The fireflies are fading. One after another they disappear as time runs out and everyone’s devices are extinguished, like the candles burning down in Yannis’ casa particular that night, Yanelis thinks. They’ll all be lining up in front of Los Correos at eight-thirty tomorrow morning to purchase another card, another dream, otra conversación con un extranjero, or with a friend in La Habana, Santa Clara, Las Tunas — anywhere but Baracoa with the same people saying the same old things — ‘Ay chica, the pain in my legs . . . no es fácil . . . el precio de frijoles . . . and not a chicken leg to be found in the store . . . ¿Qué vamos a hacer? . . . Raúl says he’s going to do away with the convertible peso . . . all the prices will go up . . . how will we live?’
Yanelis is sick of it, sick of her girlfriends with their little boy novios, sick of her abuela and her mami moaning about everything, sick of her papi who never visits her. There’s only Yannis. He is her hope for the future. She will ask him to send her a plane ticket. Everybody’s leaving. Yalily’s dad has sold his motorbike and gone to Ecuador. He keeps promising to send Yalily a ticket, but he has to wait for his residency papers. And the fat boy who sits behind Yanelis in class and kicks her desk all the time, his brother has gone to Ecuador too, and he managed to cross the border into Texas and married a Cuban-American chica. But I’m not going to Ecuador, Yanelis thinks, I’m going to Europe which is way better. But what about my passport, the visa, money for travel? It’s all so complicated. Maybe if I can just get to La Habana . . . No! Yannis must come back to Baracoa and help me. It’s so easy for him. He can arrange everything. I can’t wait any longer, I’ve had enough of school, she tells herself, of Baracoa, of Cuba. She just wants to get away, to be swallowed up by the light of her tablet and fly away like a big golden firefly, to another land where she will live in the light of her own body.
That thought jolts her back to reality. It’s been five weeks and four days since her last period. True, they only did it once, and Yannis said he’d been careful. He promised it would be better next time — ‘No blood, no pain, just the ecstasy of love, mi amor.’ She’d been so looking forward to that ecstasy, but he’d had to hurry back to La Habana a day early to catch his flight to Athens. Yanelis still feels cheated of her last night with him. The señora at his casa particular had already asked to see her carné identidad and had written her name in the guest book. ¡Dios mío! What if she was a gossip? Yanelis’ hand clamps over her mouth. If Mami and Abuela find out they’ll kill me. And what if I’m pregnant? I must get to Athens as soon as possible so we can marry and set up house together, prepare for the baby, fill the nursery with toys and teddy bears, a crib, a stroller, tiny clothes and shoes . . .
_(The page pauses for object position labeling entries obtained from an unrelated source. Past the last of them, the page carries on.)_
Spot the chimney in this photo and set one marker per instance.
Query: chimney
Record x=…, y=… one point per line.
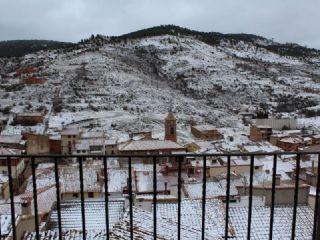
x=26, y=208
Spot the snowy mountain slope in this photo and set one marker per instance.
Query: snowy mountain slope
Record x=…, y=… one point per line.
x=143, y=78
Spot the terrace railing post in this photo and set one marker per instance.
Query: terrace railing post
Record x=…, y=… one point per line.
x=130, y=197
x=56, y=173
x=274, y=173
x=296, y=195
x=13, y=215
x=227, y=198
x=250, y=197
x=106, y=194
x=204, y=184
x=83, y=214
x=179, y=197
x=316, y=224
x=35, y=197
x=154, y=198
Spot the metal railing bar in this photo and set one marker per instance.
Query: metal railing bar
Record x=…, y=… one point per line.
x=204, y=184
x=296, y=192
x=13, y=215
x=179, y=198
x=130, y=197
x=227, y=198
x=316, y=208
x=154, y=198
x=250, y=197
x=106, y=194
x=56, y=174
x=83, y=214
x=35, y=198
x=159, y=155
x=274, y=173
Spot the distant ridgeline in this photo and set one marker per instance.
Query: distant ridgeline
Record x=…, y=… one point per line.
x=214, y=38
x=18, y=48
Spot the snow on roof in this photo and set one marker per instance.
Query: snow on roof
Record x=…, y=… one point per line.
x=13, y=139
x=67, y=234
x=70, y=131
x=191, y=212
x=213, y=189
x=260, y=147
x=166, y=227
x=82, y=144
x=170, y=116
x=95, y=214
x=69, y=178
x=145, y=145
x=263, y=126
x=204, y=127
x=34, y=114
x=85, y=135
x=160, y=197
x=144, y=180
x=9, y=151
x=110, y=142
x=316, y=136
x=117, y=179
x=282, y=222
x=291, y=140
x=5, y=224
x=46, y=197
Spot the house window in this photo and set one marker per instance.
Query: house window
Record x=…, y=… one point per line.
x=90, y=195
x=75, y=195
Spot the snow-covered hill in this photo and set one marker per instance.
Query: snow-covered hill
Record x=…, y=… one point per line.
x=141, y=79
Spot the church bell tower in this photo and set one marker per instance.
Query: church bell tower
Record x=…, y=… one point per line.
x=171, y=127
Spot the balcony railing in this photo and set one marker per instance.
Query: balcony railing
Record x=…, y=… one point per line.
x=57, y=160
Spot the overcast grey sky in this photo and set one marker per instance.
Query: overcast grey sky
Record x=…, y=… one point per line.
x=71, y=20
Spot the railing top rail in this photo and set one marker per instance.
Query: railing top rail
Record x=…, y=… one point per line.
x=232, y=154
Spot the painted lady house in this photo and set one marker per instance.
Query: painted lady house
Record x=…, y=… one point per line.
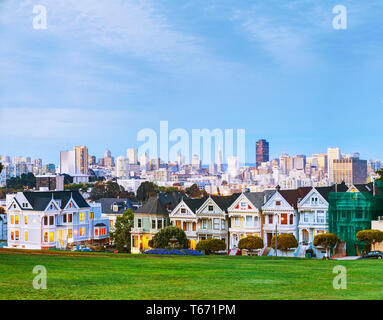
x=150, y=218
x=245, y=216
x=45, y=220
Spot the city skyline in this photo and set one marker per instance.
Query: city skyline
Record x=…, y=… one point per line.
x=95, y=78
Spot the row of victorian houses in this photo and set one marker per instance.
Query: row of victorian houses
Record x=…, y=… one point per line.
x=56, y=219
x=302, y=212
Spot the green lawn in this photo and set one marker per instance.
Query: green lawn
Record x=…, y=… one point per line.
x=119, y=276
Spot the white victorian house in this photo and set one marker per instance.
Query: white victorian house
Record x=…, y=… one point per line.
x=280, y=213
x=245, y=216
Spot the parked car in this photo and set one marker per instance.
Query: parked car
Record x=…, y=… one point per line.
x=373, y=255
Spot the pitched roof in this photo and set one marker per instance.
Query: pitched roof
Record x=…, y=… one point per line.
x=107, y=205
x=325, y=191
x=40, y=200
x=258, y=198
x=153, y=206
x=292, y=196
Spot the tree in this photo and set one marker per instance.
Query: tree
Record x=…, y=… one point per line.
x=146, y=190
x=121, y=236
x=370, y=236
x=194, y=191
x=250, y=243
x=326, y=240
x=285, y=241
x=211, y=245
x=162, y=238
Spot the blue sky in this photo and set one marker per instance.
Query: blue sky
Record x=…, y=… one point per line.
x=103, y=70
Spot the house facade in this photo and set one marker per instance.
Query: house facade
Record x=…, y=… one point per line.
x=150, y=218
x=45, y=220
x=280, y=214
x=245, y=216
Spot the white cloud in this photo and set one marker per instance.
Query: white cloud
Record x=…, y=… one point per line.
x=51, y=123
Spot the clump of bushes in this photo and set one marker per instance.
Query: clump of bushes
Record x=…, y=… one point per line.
x=211, y=245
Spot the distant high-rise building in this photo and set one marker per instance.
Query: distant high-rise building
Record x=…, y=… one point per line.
x=332, y=154
x=132, y=156
x=350, y=170
x=196, y=162
x=92, y=160
x=68, y=164
x=81, y=159
x=108, y=159
x=262, y=151
x=219, y=160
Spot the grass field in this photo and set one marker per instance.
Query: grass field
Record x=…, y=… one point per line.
x=119, y=276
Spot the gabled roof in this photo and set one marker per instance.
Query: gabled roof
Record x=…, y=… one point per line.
x=107, y=205
x=40, y=200
x=153, y=206
x=258, y=198
x=325, y=191
x=292, y=196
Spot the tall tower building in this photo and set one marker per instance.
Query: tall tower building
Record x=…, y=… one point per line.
x=218, y=160
x=132, y=156
x=262, y=151
x=332, y=154
x=81, y=159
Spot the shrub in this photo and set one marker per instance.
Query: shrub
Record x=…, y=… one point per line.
x=162, y=238
x=250, y=243
x=211, y=245
x=285, y=241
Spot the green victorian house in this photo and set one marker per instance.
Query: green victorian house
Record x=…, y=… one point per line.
x=152, y=217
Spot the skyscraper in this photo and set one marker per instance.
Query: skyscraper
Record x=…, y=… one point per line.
x=81, y=159
x=332, y=154
x=262, y=152
x=132, y=156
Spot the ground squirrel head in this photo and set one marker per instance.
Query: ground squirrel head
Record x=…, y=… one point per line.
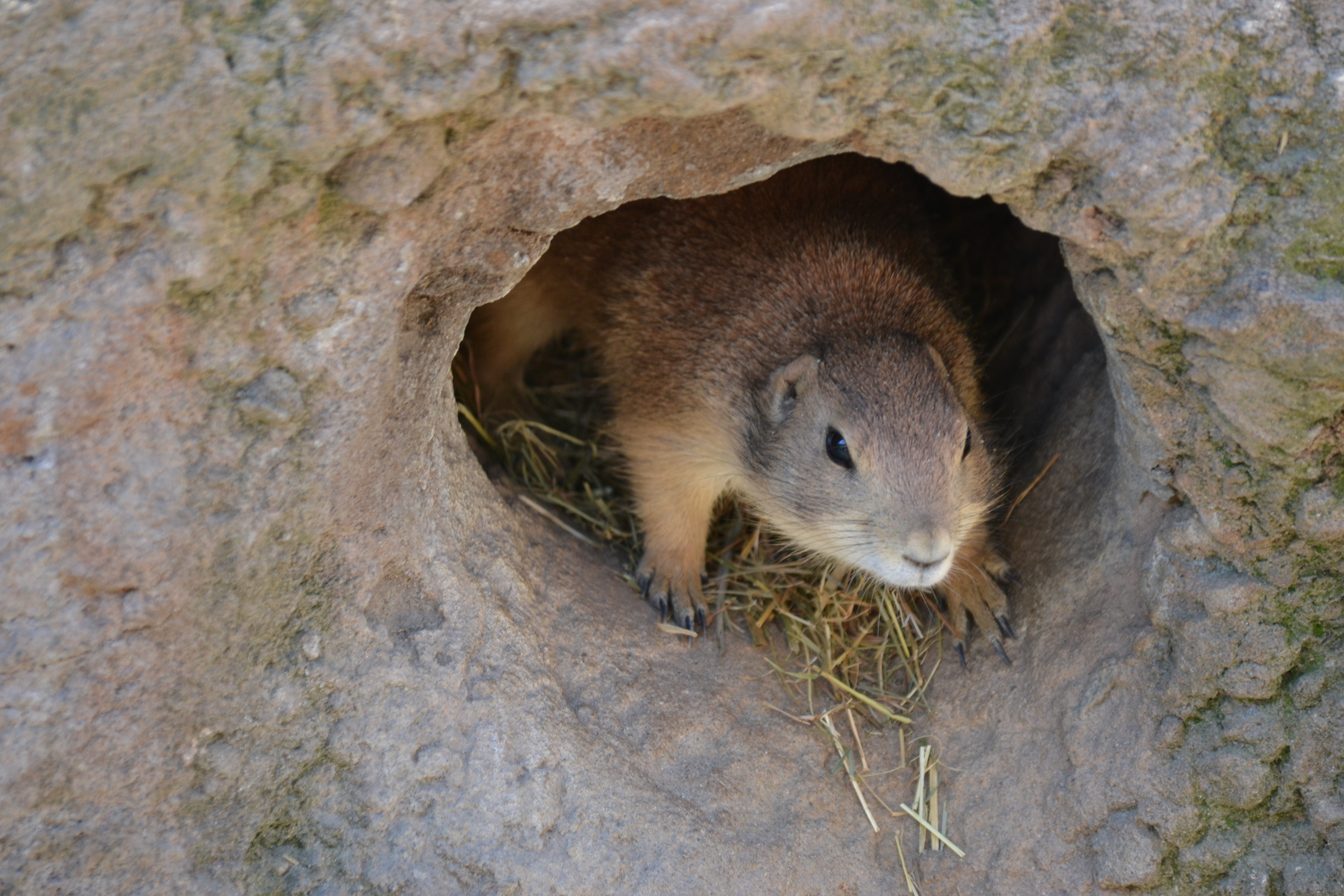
x=865, y=453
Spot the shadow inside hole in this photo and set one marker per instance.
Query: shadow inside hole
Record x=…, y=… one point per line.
x=1013, y=289
x=1010, y=284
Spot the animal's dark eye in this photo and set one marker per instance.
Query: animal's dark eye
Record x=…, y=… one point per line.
x=838, y=451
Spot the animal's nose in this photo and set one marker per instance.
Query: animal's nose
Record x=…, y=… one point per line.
x=928, y=549
x=925, y=565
She walks slowly along the MalecÓn, gazing at the waning moon that shines a pale path of light across the water. It’s very calm tonight, not like the morning when the waves churn and splash, shooting spray twenty feet into the air, crashing on the sidewalk. Her belly feels heavy and swollen. She rubs it with circular motions like she saw Mami doing before her little brother was born.
‘I’m just imagining things,’ she says out loud. ‘I couldn’t be pregnant, not after one time, and without the ecstasy. That wouldn’t be fair.’
When Mami wakes her for school next morning Yanelis rolls over, moaning reluctantly. She feels first the hard lump of the tablet under her pillow, only slowly becoming aware of a wet patch on her sheet. She opens her eyes, pulls back the sheet and sees blood. Then she begins to weep.